I hated to cry over the stupidest thing but sometimes it just digs into you. So now I just have to keep moving on. Striving hard to push back the tears. Letting the few random ones fall.

That is why I keep my head up and don't get too involved into peoples lives. I have learned that is what can harm you the greatest. Learning about them and watching. Then falling. Its a hard face planting fall.

Then you just don't know how to recover from it. And yet I do. Just get up. Dry off the mud and dirt and keep going. Striving so hard not to look at things or keep the ideas in my head. Just shove them all away.

Then I don't feel anything. Just freedom and calm. Its so much easier when you are not reminded of things that never fell into your lap. Just is better to shake it out of you. Keep the head up and be happy for everyone. Not really showing all the pieces or peeling back too many layers because then people can use them against you.

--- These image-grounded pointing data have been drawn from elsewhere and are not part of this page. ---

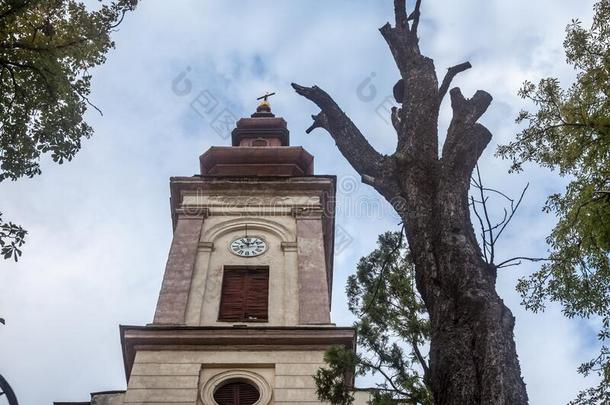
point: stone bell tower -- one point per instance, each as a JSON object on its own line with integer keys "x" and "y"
{"x": 243, "y": 315}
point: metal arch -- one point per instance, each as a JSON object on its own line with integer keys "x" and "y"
{"x": 5, "y": 389}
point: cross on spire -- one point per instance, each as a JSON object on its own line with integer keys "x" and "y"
{"x": 266, "y": 96}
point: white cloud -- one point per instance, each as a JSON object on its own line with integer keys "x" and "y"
{"x": 100, "y": 228}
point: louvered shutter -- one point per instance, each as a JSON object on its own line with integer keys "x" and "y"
{"x": 236, "y": 393}
{"x": 245, "y": 294}
{"x": 232, "y": 298}
{"x": 257, "y": 295}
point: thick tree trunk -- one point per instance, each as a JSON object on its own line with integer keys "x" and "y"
{"x": 473, "y": 359}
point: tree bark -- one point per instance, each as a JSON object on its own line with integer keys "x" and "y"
{"x": 473, "y": 359}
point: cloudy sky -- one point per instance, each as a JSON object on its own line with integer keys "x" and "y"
{"x": 99, "y": 227}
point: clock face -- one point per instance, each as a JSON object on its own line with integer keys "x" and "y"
{"x": 248, "y": 246}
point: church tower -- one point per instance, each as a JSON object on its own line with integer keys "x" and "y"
{"x": 243, "y": 316}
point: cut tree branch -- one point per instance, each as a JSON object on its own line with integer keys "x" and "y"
{"x": 415, "y": 17}
{"x": 451, "y": 73}
{"x": 400, "y": 11}
{"x": 350, "y": 141}
{"x": 466, "y": 139}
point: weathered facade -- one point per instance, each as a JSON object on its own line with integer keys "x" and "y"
{"x": 243, "y": 315}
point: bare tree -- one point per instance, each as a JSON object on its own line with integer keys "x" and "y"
{"x": 473, "y": 359}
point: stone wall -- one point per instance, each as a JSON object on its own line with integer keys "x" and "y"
{"x": 179, "y": 377}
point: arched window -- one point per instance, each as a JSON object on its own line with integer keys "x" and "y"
{"x": 236, "y": 393}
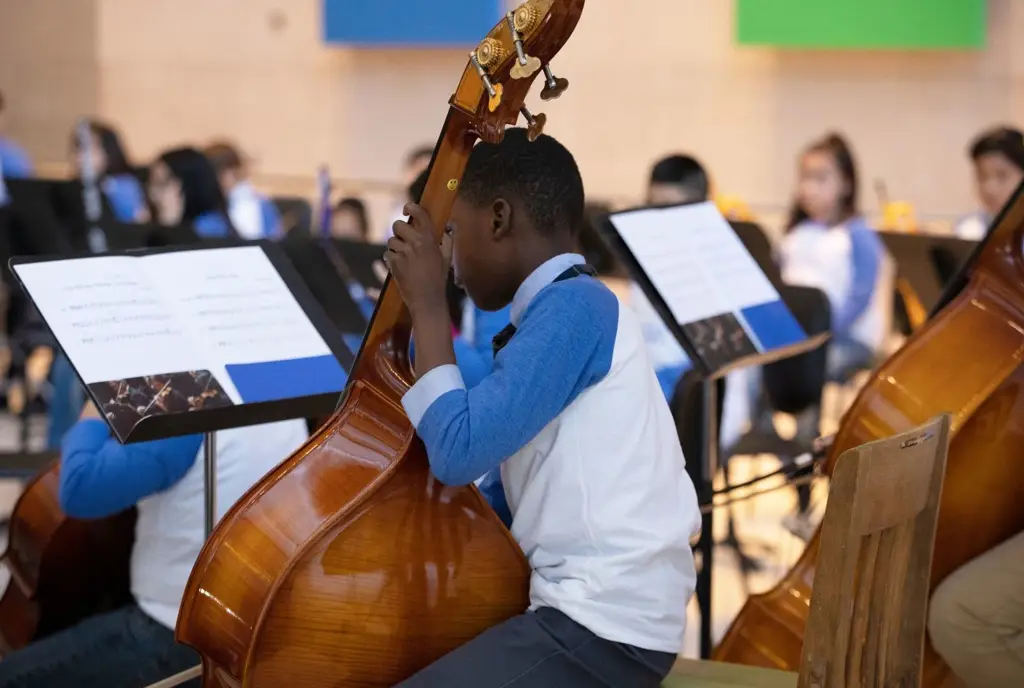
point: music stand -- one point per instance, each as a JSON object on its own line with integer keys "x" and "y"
{"x": 915, "y": 260}
{"x": 724, "y": 311}
{"x": 328, "y": 284}
{"x": 171, "y": 342}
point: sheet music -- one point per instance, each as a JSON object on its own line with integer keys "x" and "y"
{"x": 219, "y": 321}
{"x": 240, "y": 308}
{"x": 715, "y": 290}
{"x": 695, "y": 260}
{"x": 109, "y": 317}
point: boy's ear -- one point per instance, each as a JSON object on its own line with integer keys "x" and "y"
{"x": 501, "y": 219}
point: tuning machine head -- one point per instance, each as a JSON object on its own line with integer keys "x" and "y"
{"x": 495, "y": 91}
{"x": 519, "y": 22}
{"x": 535, "y": 124}
{"x": 553, "y": 86}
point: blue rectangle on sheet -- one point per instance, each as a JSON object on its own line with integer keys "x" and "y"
{"x": 275, "y": 380}
{"x": 773, "y": 325}
{"x": 410, "y": 23}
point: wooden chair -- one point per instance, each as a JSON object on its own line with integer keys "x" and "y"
{"x": 868, "y": 611}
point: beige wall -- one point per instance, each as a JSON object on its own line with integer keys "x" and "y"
{"x": 660, "y": 75}
{"x": 48, "y": 70}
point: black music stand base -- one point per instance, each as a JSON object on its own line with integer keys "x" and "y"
{"x": 706, "y": 546}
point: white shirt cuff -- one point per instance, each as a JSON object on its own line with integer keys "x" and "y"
{"x": 429, "y": 388}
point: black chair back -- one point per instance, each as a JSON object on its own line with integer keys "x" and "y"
{"x": 945, "y": 262}
{"x": 687, "y": 411}
{"x": 296, "y": 214}
{"x": 795, "y": 384}
{"x": 757, "y": 244}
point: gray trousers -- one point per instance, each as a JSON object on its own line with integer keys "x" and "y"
{"x": 976, "y": 618}
{"x": 544, "y": 649}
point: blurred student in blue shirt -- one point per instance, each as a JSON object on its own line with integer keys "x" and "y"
{"x": 997, "y": 156}
{"x": 253, "y": 215}
{"x": 828, "y": 246}
{"x": 121, "y": 188}
{"x": 14, "y": 162}
{"x": 184, "y": 189}
{"x": 133, "y": 645}
{"x": 674, "y": 180}
{"x": 349, "y": 220}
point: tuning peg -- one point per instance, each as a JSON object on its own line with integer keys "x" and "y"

I tried today but I still broke. I still let the tears go and still letting them go. And yet I am not angry. Happy and envious. But it is all for the best. At least I am not afraid to say what I am feeling. As stupid and childish as it is, its there.

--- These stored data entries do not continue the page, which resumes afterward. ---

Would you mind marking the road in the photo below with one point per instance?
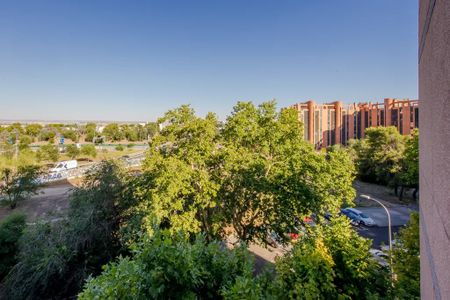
(379, 234)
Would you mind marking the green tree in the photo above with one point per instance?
(90, 132)
(406, 261)
(19, 185)
(89, 151)
(151, 129)
(24, 142)
(56, 258)
(33, 130)
(48, 152)
(112, 132)
(71, 135)
(180, 191)
(72, 151)
(47, 135)
(379, 155)
(306, 272)
(170, 267)
(409, 173)
(11, 229)
(271, 176)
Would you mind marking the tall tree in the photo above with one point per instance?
(272, 177)
(379, 154)
(406, 256)
(181, 192)
(19, 184)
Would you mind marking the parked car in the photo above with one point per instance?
(354, 220)
(380, 257)
(64, 165)
(359, 216)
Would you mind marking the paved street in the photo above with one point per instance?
(379, 234)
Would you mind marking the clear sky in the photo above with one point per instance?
(133, 60)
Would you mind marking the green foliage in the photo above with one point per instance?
(90, 131)
(256, 175)
(170, 267)
(89, 151)
(306, 272)
(18, 185)
(379, 154)
(329, 262)
(179, 191)
(56, 258)
(47, 135)
(24, 142)
(406, 256)
(271, 175)
(72, 151)
(33, 130)
(11, 229)
(151, 129)
(48, 152)
(409, 175)
(70, 134)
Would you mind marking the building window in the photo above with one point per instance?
(394, 117)
(358, 125)
(366, 119)
(400, 129)
(416, 117)
(333, 127)
(317, 128)
(306, 124)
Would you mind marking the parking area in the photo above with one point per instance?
(380, 234)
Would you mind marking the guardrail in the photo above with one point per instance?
(129, 162)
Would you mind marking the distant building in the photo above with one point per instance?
(336, 123)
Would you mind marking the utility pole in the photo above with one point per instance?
(389, 230)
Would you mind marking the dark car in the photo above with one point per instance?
(354, 219)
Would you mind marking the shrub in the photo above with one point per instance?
(168, 267)
(11, 229)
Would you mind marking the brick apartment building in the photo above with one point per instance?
(336, 123)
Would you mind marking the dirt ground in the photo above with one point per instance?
(50, 203)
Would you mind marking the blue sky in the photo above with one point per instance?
(134, 60)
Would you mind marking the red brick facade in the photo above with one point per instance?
(336, 123)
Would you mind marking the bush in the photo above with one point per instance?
(89, 150)
(56, 258)
(11, 229)
(72, 151)
(168, 267)
(48, 152)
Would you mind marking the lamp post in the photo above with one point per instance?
(389, 228)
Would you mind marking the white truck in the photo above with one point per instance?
(64, 166)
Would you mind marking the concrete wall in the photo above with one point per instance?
(434, 96)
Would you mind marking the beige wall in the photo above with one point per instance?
(434, 95)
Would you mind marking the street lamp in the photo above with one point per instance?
(389, 227)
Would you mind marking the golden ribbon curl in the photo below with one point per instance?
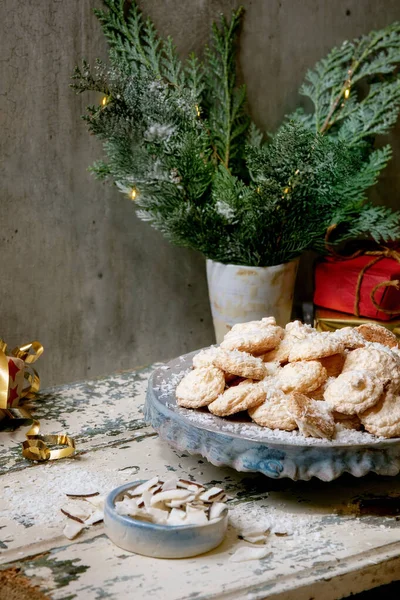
(380, 253)
(36, 446)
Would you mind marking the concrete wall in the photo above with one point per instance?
(100, 289)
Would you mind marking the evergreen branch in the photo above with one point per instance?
(375, 115)
(226, 115)
(329, 84)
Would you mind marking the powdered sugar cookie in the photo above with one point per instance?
(333, 364)
(350, 337)
(205, 358)
(383, 419)
(294, 331)
(302, 376)
(255, 337)
(312, 417)
(200, 387)
(354, 391)
(241, 364)
(372, 332)
(238, 398)
(316, 345)
(272, 412)
(377, 359)
(347, 421)
(318, 394)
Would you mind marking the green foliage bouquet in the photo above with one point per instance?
(179, 142)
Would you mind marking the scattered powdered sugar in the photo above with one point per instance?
(43, 506)
(264, 434)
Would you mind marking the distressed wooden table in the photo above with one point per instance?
(328, 550)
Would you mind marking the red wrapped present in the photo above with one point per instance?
(367, 285)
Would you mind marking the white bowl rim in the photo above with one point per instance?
(110, 507)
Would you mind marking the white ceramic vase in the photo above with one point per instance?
(239, 294)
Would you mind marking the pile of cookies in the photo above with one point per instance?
(299, 378)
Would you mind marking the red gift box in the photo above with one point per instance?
(364, 286)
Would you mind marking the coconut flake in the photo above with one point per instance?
(96, 517)
(195, 516)
(216, 510)
(143, 487)
(170, 495)
(245, 553)
(212, 495)
(72, 529)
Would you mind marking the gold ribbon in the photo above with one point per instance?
(380, 253)
(384, 252)
(36, 447)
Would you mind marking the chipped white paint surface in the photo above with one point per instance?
(326, 554)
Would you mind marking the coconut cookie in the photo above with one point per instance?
(200, 387)
(383, 419)
(238, 398)
(351, 338)
(255, 337)
(354, 392)
(347, 421)
(372, 332)
(301, 376)
(205, 358)
(333, 364)
(241, 364)
(316, 345)
(377, 359)
(312, 417)
(272, 413)
(294, 331)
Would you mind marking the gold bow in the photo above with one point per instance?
(36, 446)
(380, 253)
(383, 252)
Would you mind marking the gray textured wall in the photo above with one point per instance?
(98, 288)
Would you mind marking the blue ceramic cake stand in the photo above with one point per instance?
(238, 443)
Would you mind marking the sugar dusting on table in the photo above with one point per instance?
(56, 480)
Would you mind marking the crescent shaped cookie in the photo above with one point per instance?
(350, 337)
(200, 387)
(333, 364)
(301, 376)
(312, 417)
(354, 392)
(377, 359)
(316, 346)
(238, 398)
(294, 331)
(205, 358)
(273, 412)
(372, 332)
(347, 421)
(241, 364)
(383, 419)
(256, 337)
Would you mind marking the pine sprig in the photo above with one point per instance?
(329, 84)
(177, 141)
(226, 102)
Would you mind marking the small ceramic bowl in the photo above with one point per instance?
(159, 541)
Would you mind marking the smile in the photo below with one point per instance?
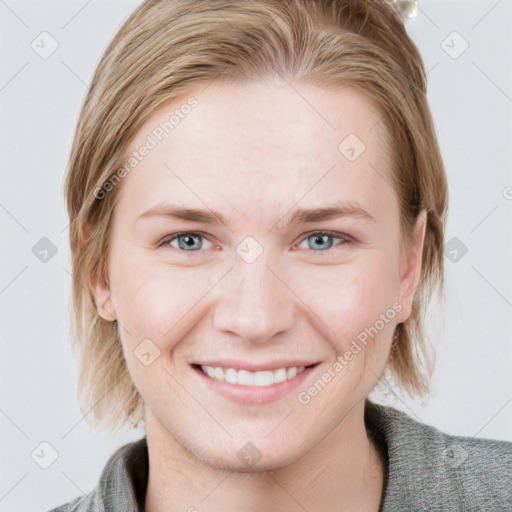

And I have confronted it with a loud, uneasy bout of tears. Yet what can I do now but shrug my shoulders and carry on. Strive to keep things low key and not say too much. Emotional women are not easy to handle.

As I have been told.

So just letting the tears fall. I don't care anymore. I am just tired of always hiding my feelings for people who understand nothing of me. Even have the audacity to put labels on me. Just back away until I am better.

Because I don't need more harm than help.